Pandas is a library in Python that is commonly used for statistical analysis, data aggregation and much more. In this post, I will discuss three methods in Pandas that are very useful. I will discuss the ‘read_clipboard()’ method, the ‘query()’ method and the ‘apply()’ method.
Let’s get started!
The Read Clipboard Method
The ‘read_clipboard()’ method provides an easy way to store text copied to the clipboard in a data frame. To start, go to Yahoo Finance and search for the Dow Jones Industrial Average. Next, click on the historical data and highlight the first few rows like below:

and press "CTRL + c" . Finally we can store the copied text in a data frame by executing the following:
import pandas as pd
df = pd.read_clipboard()
print(df.head())

Let’s write this data frame to a ‘csv’ as we will continue working with this data in the subsequent examples.
df.to_csv("dow_jones.csv")
Next, let’s move on to the ‘query()’ method.
The Query Method
The ‘query()’ method provides an easy way to select data using string expressions. Let’s demonstrate the use of this method using the same data from above.
Let’s read the csv file into a data frame:
df = pd.read_csv("dow_jones.csv")
Let’s convert the date column into a datetime object:
df['Date'] = pd.to_datetime(df['Date'])
Next, let’s create month and week columns:
df['Month'] = df['Date'].dt.month
df['Week'] = df['Date'].dt.week
Let’s also relax the display limits on the rows and columns:
pd.set_option('display.max_columns', None)
pd.set_option('display.max_rows', None)
print(df.head())

Finally, let’s use the ‘query()’ method to select data based on the week:
df = df.query('Week < 10')
print(df.head())

We can also filter by month:
df = df.query('Month == 3')
print(df.head())

We can alse filter based on any of other columns for that matter.
Now let’s move on the the ‘apply()’ method.
The Apply Method
The next method we will discuss is the ‘apply()’ method.
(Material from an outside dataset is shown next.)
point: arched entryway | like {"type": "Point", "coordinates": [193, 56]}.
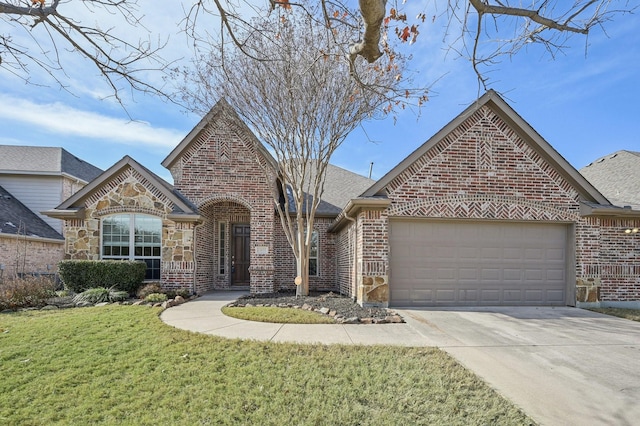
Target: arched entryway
{"type": "Point", "coordinates": [223, 246]}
Suppose we wanted to take the square of the ‘Open’ column. To demonstrate this using ‘apply(), let’s first remove the comma from the string values in the ‘Open’ column and convert the string values into a float:
df['Open'] = df['Open'].str.replace(',', '')
df['Open'] = df['Open'].astype(float)
We can then use the ‘apply()’ method to square the values in the column:
df['Open^2'] = df['Open'].apply(lambda x:x**2)
print(df.head())

A more practical use case is using the apply method with a custom function. Suppose we want to calculate returns from the ‘Open’ and ‘Close‘ values. Let’s remove the comma from the string values in the ‘Close‘ column and convert the string values into a float:
df['Close*'] = df['Close*'].str.replace(',', '')
df['Close*'] = df['Close*'].astype(float)
Next, let’s define a function that we will use to calculate returns:
def calculate_returns(df_in):
returns = (df_in[1] - df_in[0])/(df_in[0])*100
return returns
The formula for returns being:
(df['Close*'] - df['Open'])/(df['Open'])*100
Now let’s use the ‘apply()’ method and our custom function to calculate returns which will will store in a new column:
df['returns'] = df[['Open', 'Close*']].apply(calculate_returns, axis = 1)
Let’s print the first five rows:
print(df.head())

Conclusions
To summarize, in this post we discussed three methods in pandas. We discussed the ‘read_clipboard()’ method which allows us to read text copied to the clipboard into a data frame. We also discussed the ‘query()’ method which allows us to select and filter data with string expressions. Finally, we discussed the ‘apply()’ method which allows us to transform and create new columns with relatively simple code. The code from this post is available on GitHub. Thank you for reading!